Because most kids have had infections in both ears, surgery is often done in both; this is called a bilateral myringotomy, or BMT. A tiny tube, called a pressure equalization (PE) or tympanostomy tube, is inserted into the eardrum to ventilate and equalize pressure in the middle ear. This will help to prevent future infections and the build-up of fluid, and will help normalize hearing.

The presence of the tiny hole in the eardrum from the tube doesn’t hurt hearing (in fact, kids with a speech or language delay from hearing loss often will have an improvement in their hearing). Depending on the type used, the tube remains in place for about 6 months to 18 months or longer.

Tympanostomy Tube Surgery

If your child is old enough to understand what surgery is, talk about what happens during ear tube surgery:

  • Because your child will receive general anesthesia, the surgery will be done in a hospital so that an anesthesiologist can monitor your child. The procedure takes about 10 to 15 minutes.
  • The surgeon will make a small hole in the eardrum and remove fluid from the middle ear using suction. Because the surgeon can reach the eardrum through the ear canal, there is no visible incision or stitches.
  • The surgeon will finish by inserting a small metal or plastic tube into the hole in the eardrum.

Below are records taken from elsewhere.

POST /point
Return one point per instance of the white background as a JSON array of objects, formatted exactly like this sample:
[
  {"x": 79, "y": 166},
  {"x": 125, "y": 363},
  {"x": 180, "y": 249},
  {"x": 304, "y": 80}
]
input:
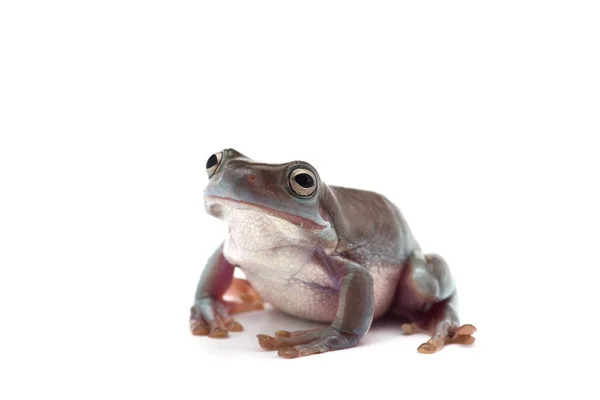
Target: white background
[{"x": 479, "y": 120}]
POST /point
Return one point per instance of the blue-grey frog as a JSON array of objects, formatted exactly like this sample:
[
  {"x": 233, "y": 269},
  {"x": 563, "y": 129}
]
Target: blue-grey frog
[{"x": 324, "y": 253}]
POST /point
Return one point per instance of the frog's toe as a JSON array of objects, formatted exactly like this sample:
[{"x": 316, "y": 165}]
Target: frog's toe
[
  {"x": 304, "y": 343},
  {"x": 444, "y": 335}
]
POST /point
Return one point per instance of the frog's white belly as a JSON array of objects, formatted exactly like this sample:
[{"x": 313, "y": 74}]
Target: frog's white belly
[
  {"x": 288, "y": 279},
  {"x": 277, "y": 258}
]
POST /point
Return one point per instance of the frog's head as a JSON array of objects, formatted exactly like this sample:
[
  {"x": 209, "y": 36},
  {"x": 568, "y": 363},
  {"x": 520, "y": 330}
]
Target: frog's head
[{"x": 289, "y": 191}]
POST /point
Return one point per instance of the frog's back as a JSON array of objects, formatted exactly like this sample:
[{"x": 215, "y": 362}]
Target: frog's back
[{"x": 370, "y": 228}]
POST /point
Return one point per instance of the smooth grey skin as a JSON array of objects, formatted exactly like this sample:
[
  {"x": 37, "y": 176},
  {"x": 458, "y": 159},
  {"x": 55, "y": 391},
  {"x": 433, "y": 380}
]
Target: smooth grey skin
[{"x": 324, "y": 253}]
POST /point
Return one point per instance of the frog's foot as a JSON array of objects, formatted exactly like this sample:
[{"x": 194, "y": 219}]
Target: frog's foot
[
  {"x": 244, "y": 297},
  {"x": 210, "y": 317},
  {"x": 304, "y": 343},
  {"x": 447, "y": 333}
]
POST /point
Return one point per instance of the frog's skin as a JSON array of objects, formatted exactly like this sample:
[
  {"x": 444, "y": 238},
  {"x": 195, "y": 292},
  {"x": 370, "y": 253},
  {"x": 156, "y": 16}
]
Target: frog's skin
[{"x": 323, "y": 253}]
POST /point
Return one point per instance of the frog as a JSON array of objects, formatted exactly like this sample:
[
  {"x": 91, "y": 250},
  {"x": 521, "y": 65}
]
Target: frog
[{"x": 338, "y": 256}]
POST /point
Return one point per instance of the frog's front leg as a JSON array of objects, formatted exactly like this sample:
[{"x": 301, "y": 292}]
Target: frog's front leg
[
  {"x": 211, "y": 314},
  {"x": 426, "y": 295},
  {"x": 352, "y": 320}
]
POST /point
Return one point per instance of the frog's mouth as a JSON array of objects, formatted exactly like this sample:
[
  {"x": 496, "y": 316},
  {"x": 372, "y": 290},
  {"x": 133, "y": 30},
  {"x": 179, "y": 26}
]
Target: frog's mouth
[{"x": 215, "y": 204}]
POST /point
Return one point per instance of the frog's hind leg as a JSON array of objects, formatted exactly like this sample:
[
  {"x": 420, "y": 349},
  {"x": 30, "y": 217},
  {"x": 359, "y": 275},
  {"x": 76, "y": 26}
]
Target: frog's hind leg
[
  {"x": 241, "y": 297},
  {"x": 426, "y": 295}
]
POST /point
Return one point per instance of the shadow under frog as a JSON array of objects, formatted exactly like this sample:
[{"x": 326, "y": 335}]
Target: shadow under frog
[{"x": 323, "y": 253}]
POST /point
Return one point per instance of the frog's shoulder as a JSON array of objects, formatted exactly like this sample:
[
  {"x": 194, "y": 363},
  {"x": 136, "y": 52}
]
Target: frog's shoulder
[{"x": 364, "y": 218}]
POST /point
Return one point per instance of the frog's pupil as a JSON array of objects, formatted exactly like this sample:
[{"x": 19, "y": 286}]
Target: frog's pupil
[
  {"x": 304, "y": 180},
  {"x": 212, "y": 161}
]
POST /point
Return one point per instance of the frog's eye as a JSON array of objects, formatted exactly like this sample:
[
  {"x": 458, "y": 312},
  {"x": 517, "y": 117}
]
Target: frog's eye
[
  {"x": 303, "y": 182},
  {"x": 213, "y": 163}
]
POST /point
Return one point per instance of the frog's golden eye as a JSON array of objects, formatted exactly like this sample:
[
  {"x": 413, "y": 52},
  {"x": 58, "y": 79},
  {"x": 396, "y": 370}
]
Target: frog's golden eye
[
  {"x": 303, "y": 182},
  {"x": 213, "y": 162}
]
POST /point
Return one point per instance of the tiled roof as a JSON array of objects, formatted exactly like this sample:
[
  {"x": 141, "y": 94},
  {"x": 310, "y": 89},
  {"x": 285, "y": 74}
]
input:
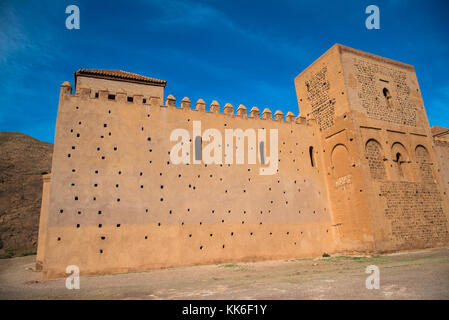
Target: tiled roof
[
  {"x": 437, "y": 130},
  {"x": 119, "y": 75}
]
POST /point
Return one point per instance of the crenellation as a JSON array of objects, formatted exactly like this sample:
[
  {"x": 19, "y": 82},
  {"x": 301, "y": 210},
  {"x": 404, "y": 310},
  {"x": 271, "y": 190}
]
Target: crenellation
[
  {"x": 228, "y": 109},
  {"x": 279, "y": 115},
  {"x": 185, "y": 103},
  {"x": 170, "y": 101},
  {"x": 254, "y": 112},
  {"x": 267, "y": 114},
  {"x": 290, "y": 117},
  {"x": 200, "y": 105},
  {"x": 214, "y": 106},
  {"x": 241, "y": 111},
  {"x": 164, "y": 186}
]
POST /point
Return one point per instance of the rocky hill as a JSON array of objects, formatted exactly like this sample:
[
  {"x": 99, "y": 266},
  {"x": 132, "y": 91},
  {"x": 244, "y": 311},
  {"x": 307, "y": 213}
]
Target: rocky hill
[{"x": 23, "y": 159}]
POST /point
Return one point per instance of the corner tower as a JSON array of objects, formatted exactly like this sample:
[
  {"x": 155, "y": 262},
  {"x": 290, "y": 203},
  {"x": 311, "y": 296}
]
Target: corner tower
[{"x": 382, "y": 174}]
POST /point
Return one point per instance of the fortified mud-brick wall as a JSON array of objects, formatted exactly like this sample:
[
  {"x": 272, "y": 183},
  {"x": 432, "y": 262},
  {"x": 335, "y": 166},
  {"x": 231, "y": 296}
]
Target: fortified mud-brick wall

Afterward, your child will wake up in the recovery area. In most cases, the total time spent in the hospital is a few hours. Very young children or those with significant medical problems may stay longer.

After Surgery

A tympanostomy tube helps prevent recurring ear infections by allowing air into the middle ear. Other substances, including water, may sometimes enter through the tube, but this is rarely a problem. Your surgeon might recommend earplugs for regular bathing or swimming.

In most cases, surgery to remove a tympanostomy tube isn’t necessary. The tube usually falls out on its own, pushed out as the eardrum heals. A tube generally stays in the ear anywhere from 6 months to 18 months, depending on the type of tube used.

If the tube remains in the eardrum beyond 2 to 3 years, however, it probably will be removed surgically to prevent a perforation in the eardrum or accumulation of debris around the tube.

While effective in reducing chronic ear infections, ear tubes are not always a permanent cure for otitis media. Up to 25% of kids who need ear tubes before the age of 2 may need them again.